One difficulty I'm facing is wildcards and the slow scanning speed. The user has thousands of patterns ranging up to 200 characters each or even more.

For example, this pattern is used to verify if a file was compiled under C++, while the "?" character is a wildcard (that can match any one character):

55 8B EC 53 8B 5D 08 56 8B 75 0C 85 F6 57 8B 7D 10 ?? ?? ?? ?? ?? ?? ?? ?? ?? ?? ?? ?? ?? 01

Patterns similar to that one are all stacked in a file ranging in length, so I guess you get the general idea.

This is the code that I'm using (works fine, but is extremely slow compared with other tools that do pattern scanning in mere seconds, like ExeInfoPE or Die)

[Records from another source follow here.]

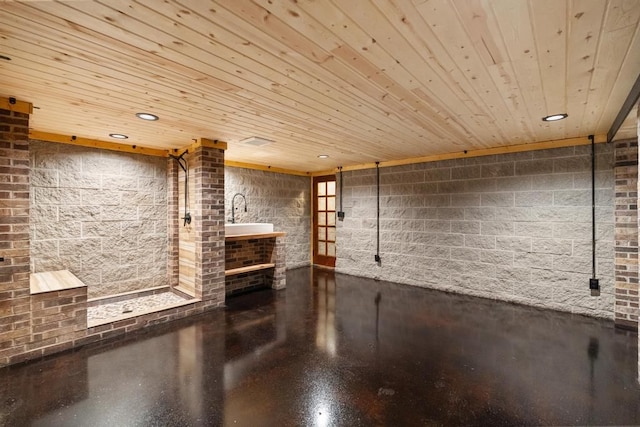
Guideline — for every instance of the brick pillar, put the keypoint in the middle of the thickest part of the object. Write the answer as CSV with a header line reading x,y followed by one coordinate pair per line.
x,y
278,257
172,225
207,162
626,234
15,319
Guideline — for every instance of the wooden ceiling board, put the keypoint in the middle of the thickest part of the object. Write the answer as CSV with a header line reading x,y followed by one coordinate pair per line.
x,y
383,80
619,31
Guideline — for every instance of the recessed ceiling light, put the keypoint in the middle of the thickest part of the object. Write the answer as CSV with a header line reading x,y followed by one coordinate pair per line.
x,y
147,116
555,117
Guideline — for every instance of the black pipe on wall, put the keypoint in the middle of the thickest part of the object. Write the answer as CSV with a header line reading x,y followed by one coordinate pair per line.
x,y
594,283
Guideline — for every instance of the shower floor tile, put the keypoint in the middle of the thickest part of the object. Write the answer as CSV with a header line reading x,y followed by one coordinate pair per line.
x,y
143,304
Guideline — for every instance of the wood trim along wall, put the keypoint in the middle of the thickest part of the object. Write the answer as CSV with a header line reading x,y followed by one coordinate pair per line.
x,y
16,105
544,145
87,142
267,168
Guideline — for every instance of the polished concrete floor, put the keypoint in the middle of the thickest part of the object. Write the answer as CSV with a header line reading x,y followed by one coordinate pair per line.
x,y
338,350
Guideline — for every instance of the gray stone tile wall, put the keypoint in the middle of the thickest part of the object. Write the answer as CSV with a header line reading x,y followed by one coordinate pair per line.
x,y
100,214
277,198
514,227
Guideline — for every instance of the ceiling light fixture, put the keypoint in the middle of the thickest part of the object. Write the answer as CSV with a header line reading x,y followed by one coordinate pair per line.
x,y
118,136
147,116
256,141
555,117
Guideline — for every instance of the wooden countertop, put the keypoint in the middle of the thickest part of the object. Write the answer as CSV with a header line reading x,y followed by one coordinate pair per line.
x,y
255,236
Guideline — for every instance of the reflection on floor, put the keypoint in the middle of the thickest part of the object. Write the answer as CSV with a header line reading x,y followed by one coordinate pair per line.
x,y
339,350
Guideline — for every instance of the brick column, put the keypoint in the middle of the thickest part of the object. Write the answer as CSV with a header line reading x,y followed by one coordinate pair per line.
x,y
626,234
278,257
173,242
207,162
15,319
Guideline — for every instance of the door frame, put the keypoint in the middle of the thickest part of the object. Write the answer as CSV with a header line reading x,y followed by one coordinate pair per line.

        static bool compare(string[] mask, byte[] buffer, int position)
    {
        var i = 0; // index
        foreach (string x in mask) // loop through the mask
        {
            if (x.Contains("?")) // is current mask position a wildcard?
            {
            }// if so skip comparison
            else if (byte.Parse(x, System.Globalization.NumberStyles.HexNumber) == buffer[position + i]) // else try to compare
            {
            }// succeeded, move onto next byte
            else
                return false; // failed, pattern not found
            ++i; // increment the index.
        }
        return true; // pattern was found
    }

Any ideas on how to tremendously increase the speed, while maintaining support for wildcards so that my tool can be used in the real world?

1

There are 1 best solutions below

4
xanatos On

You could-should pre-convert the masks to byte?[] (or more simply a byte[] plus a bool[] isWildcard that is true if there is a wildcard) if you have multiple files to match. This byte.Parse(x, System.Globalization.NumberStyles.HexNumber) is work that, if you have 1000 files, will be uselessly repeated 1000 times.

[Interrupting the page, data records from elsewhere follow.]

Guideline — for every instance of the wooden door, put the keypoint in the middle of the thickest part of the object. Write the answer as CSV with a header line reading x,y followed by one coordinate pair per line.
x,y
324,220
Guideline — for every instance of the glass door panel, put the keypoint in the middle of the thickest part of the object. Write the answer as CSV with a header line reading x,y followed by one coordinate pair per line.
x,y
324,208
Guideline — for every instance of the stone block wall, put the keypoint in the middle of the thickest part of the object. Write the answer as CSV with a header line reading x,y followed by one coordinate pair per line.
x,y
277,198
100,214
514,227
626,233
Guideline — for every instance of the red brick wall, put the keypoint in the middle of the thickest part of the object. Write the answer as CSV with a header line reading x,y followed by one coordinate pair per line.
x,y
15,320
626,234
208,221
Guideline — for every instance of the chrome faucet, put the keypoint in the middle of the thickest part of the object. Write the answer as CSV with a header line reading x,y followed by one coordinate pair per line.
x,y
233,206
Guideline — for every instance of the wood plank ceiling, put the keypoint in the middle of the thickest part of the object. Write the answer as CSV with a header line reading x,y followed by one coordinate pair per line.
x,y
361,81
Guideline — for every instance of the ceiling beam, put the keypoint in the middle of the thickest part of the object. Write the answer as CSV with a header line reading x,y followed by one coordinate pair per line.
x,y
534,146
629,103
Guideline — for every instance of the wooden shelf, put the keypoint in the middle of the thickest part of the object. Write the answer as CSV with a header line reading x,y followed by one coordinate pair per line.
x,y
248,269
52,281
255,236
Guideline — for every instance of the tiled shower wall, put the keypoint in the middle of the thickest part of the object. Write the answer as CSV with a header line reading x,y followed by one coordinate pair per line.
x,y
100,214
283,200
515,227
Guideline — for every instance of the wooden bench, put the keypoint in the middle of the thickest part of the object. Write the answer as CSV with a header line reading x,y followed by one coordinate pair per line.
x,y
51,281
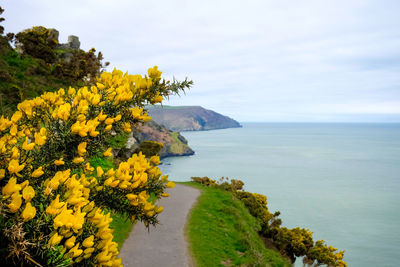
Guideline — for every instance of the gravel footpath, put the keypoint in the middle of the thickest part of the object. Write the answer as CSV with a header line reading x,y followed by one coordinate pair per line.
x,y
165,244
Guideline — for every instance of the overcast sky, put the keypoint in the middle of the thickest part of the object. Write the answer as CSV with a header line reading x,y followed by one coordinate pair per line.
x,y
279,60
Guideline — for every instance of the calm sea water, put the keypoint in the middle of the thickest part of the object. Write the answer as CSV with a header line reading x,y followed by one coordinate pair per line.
x,y
342,181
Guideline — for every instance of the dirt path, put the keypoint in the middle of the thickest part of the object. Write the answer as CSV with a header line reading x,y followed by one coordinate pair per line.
x,y
165,244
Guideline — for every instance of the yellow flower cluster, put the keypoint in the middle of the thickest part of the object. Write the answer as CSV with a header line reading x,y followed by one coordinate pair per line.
x,y
45,148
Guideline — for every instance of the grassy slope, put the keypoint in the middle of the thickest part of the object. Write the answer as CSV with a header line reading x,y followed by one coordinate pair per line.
x,y
221,231
23,77
177,146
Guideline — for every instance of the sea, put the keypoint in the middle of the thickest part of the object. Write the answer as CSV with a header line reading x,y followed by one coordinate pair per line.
x,y
341,181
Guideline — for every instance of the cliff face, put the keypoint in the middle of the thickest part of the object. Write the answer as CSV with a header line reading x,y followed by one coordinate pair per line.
x,y
190,118
174,143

Another problem... How much big is buffer? I do hope that you are reading only up to 4kb (and even less... you could pre-check with all the masks to see which one is the biggest) of data from each file and that you aren't reading the whole file.

Second thing you could try to index the patterns, at least for the first byte of the pattern (but remember that you have to handle the case of patterns that begin with ?).

Some random comments:

  • it isn't clear what you are really trying to do. Some more informations are needed. How many files do you need to scan? 1 or 2 or many (10+, 100+?)?

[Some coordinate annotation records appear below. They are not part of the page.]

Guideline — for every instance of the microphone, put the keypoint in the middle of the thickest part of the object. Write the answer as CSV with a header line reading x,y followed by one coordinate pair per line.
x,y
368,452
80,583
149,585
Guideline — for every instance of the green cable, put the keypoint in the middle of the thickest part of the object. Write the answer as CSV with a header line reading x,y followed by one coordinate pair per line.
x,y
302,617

  • your patterns start with a fixed position in the file, or at least are always present in a certain point of the file (like the MZ signature of the exe files, that is the first two characters of the file), or can they be anywhere?
    Many programs "cheat": they don't load the whole file. They load small pieces. Like for example the first 4kb and the last 4kb. They "know" that their pattern must be there. So if you load the whole file, you'll surely be slower.

  • the first bytes of your patterns, how are distributed statistically? For example... You have 1000 patterns, and there are 256 possible values of a byte. The first byte of the pattern is distributed equally to all the possible values? So there are on average 4 patterns that begin with each possible value of a byte (4 patterns that begin with 'A', 4 that begin with 'B' an so on), or there are some bytes that are much more present (if for example there are 100 patterns that begin with 'A') because while in the first case it is possible to index your patterns by first byte and select quickly a small subset of patterns just having the first byte, in this second case the first byte isn't a discriminant enough to select for a subset of patterns to check.

In general I would have two structures:

Dictionary<byte, List<Pattern>> PatternsByFirstByte

and

List<Pattern> PatternsWithFirstCharacterWildcard

In this way, for each byte you have to check for a small number of patterns from the PatternsByFirstByte and all the patterns of PatternsWithFirstCharacterWildcard. But this works if the first byte is discriminant enough. More advanced would be creating a full trie structure to hold/index the patterns, and/or handle the wildcard at position zero (?? ?? xx yy) in a different way. It is clear that (?? ?? xx yy) is equivalent to (xx yy) with starting position >= 2. Then you can put in the dictionary the pattern xx yy and put an annotation somewhere that the position must be >= 2, like in the Pattern class itself, that then would be:

class Pattern
{
    public readonly byte?[] Bytes;
    public int MinimumStartingPosition;
}